サプライチェーン上にてブロックチェーン技術を用いることに、最近の中国では、イーコマース大手であるJD.comがブロックチェーンで食肉流通追跡するとのことが話題になり、オーストラリア産の食肉を牧場から自宅までブロックチェーンで追跡できるようにしました。
食の安全について消費者から厳しい目が向けられる事で、消費に影響を与えることになるため、ブロックチェーンは改ざんできない点や必ず履歴が残ると言うメリットから消費者に安全性をアピールする事ができます。
バタビアの今回の発表はドイツからスペインへの自動車や、オーストラリアからスペインの家具用生地の輸送なども含まれるとしており、今後国をまたぐ貿易分野にてブロックチェーン技術がさらに活用される事が見込まれます。
今回のパイロット取引に立ち会った、コメルツ銀行のギースパー氏によれば、今回のパイロット取引において、今回の取引が成功した裏で、プラットフォームの可能性を実証したと述べており、同氏の今後バタビアの活用分野がさらに広がっている事を確信する事にもなりました。
さらに取引データとスマート決済により、輸送データがトリガーとなり、自動的に開始される事で、リスク管理や金融手段の重要な基礎を形成して、すべてのサプライチェーンに価値をもたらすとしています。
サプライチェーンに関わる事業はとにかく効率よく、確実に物流をスムーズに進ませたいとどこもが思っており、今まで企業努力により改善をしてたとしても、やはり人為的ミスなどがあることから、完全にスムーズに行く事が難しいとされてました。
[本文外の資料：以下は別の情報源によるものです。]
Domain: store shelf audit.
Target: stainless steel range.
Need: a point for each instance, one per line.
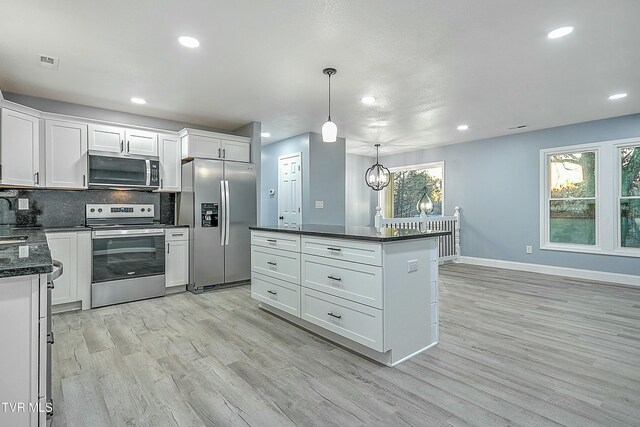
(127, 253)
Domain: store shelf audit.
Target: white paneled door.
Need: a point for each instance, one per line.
(290, 189)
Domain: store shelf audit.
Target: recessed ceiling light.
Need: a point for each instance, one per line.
(559, 32)
(188, 41)
(618, 96)
(368, 100)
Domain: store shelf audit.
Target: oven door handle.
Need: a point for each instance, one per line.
(110, 234)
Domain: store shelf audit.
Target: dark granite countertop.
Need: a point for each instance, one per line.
(33, 258)
(354, 233)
今回のバタビアの普及に伴い、他のサプライチェーンにも革新をもたらすことでしょう。
さらにギースバー氏によれば、バタビアは製品対応ソリューションの構築を進める中、他のフィンテックや金融機関とのパートナーシップを締結する必要さを付け加えている事で、ブロックチェーンが金融、流通分野の架け橋になることをも確信しています。
■スイスのUBSがバタビアによる国際取引を実施
ブロックチェーン技術はサプライチェーン以外にも国際取引においても影響を及ぼしています。
スイスの大手銀行である、UBSがIBMと共同開発したブロックチェーンプラットフォームであるバタビアにおいて法人顧客間での国際取引を実施しました。
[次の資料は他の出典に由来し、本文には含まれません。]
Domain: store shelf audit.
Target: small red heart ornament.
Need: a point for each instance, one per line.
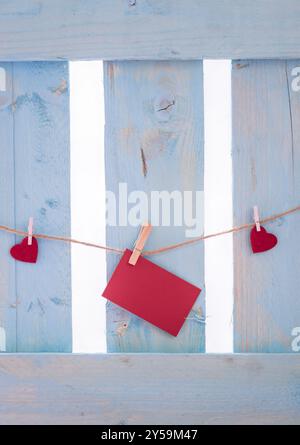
(25, 252)
(261, 241)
国際取引でのバタビアの働きとして自動的な契約締結から支払い完了までの一連の取引サイクルを実行し、取引結果がブロックチェーン上に記録されたことを確認したとしています。
IBMブロックチェーン部門の統括責任者のコメントによれば、バタビアにより、許可型ネットワーク内の共有データがリアルタイム規模で金融システムに新たな透明性をもたらすとコメントもしています。
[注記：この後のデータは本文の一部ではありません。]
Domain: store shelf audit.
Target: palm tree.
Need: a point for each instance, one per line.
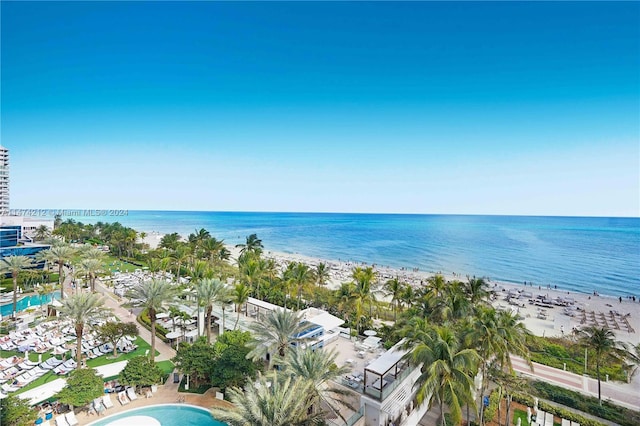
(604, 348)
(273, 400)
(60, 254)
(208, 292)
(41, 233)
(275, 333)
(251, 274)
(154, 296)
(495, 335)
(447, 371)
(394, 288)
(363, 292)
(322, 274)
(252, 245)
(320, 369)
(302, 276)
(14, 265)
(180, 255)
(240, 296)
(82, 308)
(90, 268)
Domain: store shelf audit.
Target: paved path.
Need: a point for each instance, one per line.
(112, 301)
(624, 394)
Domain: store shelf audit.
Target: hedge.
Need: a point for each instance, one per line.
(588, 404)
(161, 332)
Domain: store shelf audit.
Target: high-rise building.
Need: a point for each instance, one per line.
(4, 181)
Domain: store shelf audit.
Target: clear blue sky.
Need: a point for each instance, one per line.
(479, 108)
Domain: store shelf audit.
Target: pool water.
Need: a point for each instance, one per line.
(26, 302)
(167, 415)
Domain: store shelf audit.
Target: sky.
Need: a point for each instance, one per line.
(421, 107)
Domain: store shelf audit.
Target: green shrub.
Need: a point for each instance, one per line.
(161, 332)
(580, 402)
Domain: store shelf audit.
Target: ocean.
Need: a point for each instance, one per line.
(579, 254)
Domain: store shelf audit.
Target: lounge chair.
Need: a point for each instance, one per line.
(61, 421)
(122, 397)
(106, 400)
(131, 393)
(71, 418)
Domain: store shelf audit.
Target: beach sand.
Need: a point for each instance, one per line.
(542, 321)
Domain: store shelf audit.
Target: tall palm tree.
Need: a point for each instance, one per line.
(302, 276)
(60, 254)
(251, 274)
(240, 296)
(81, 309)
(208, 292)
(180, 255)
(447, 371)
(275, 334)
(496, 335)
(394, 288)
(363, 291)
(319, 367)
(253, 244)
(90, 268)
(322, 274)
(604, 348)
(273, 400)
(41, 233)
(14, 265)
(154, 296)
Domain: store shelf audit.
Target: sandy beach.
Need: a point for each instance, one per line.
(542, 318)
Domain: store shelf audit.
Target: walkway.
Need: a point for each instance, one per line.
(623, 394)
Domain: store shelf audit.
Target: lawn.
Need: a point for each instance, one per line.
(142, 348)
(519, 414)
(113, 264)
つまり、金融機関での窓口で従業員による確認作業の時間が無くなり、ブロックチェーン上での履歴により、送金ができたかの確認がその場で確認する事もできるために、人員削減や作業ロスを防ぐ意味でも有効的な手段と言えます。
■他の金融機関によるブロックチェーン技術の採用状況
今回のバタビアによるブロックチェーン技術による国際取引以外にもスペインのサンタンデール銀行がリップル社のソリューション技術を用いて国際送金サービスを開始し、国内においては楽天証券やSBI証券など証券会社を中心とする証券コンソーシアムにおいて、業務の効率化、コスト削減、証券サービスの利便性の向上の目的のために、ブロックチェーンによる実証実験が行われました。
あらゆる金融機関はコスト削減のための効率化を狙いとしており、ブロックチェーン技術が効果的にもたらすことを理解しつつも、実際に使えるのか確認をしている段階とも言えます。
早い段階に進んでいる金融機関であれば、すでにサンタンデール銀行のように導入する形を取っている事から、金融機関にとってブロックチェーン技術を早く導入していきたいと思っている様子を伺えることができます。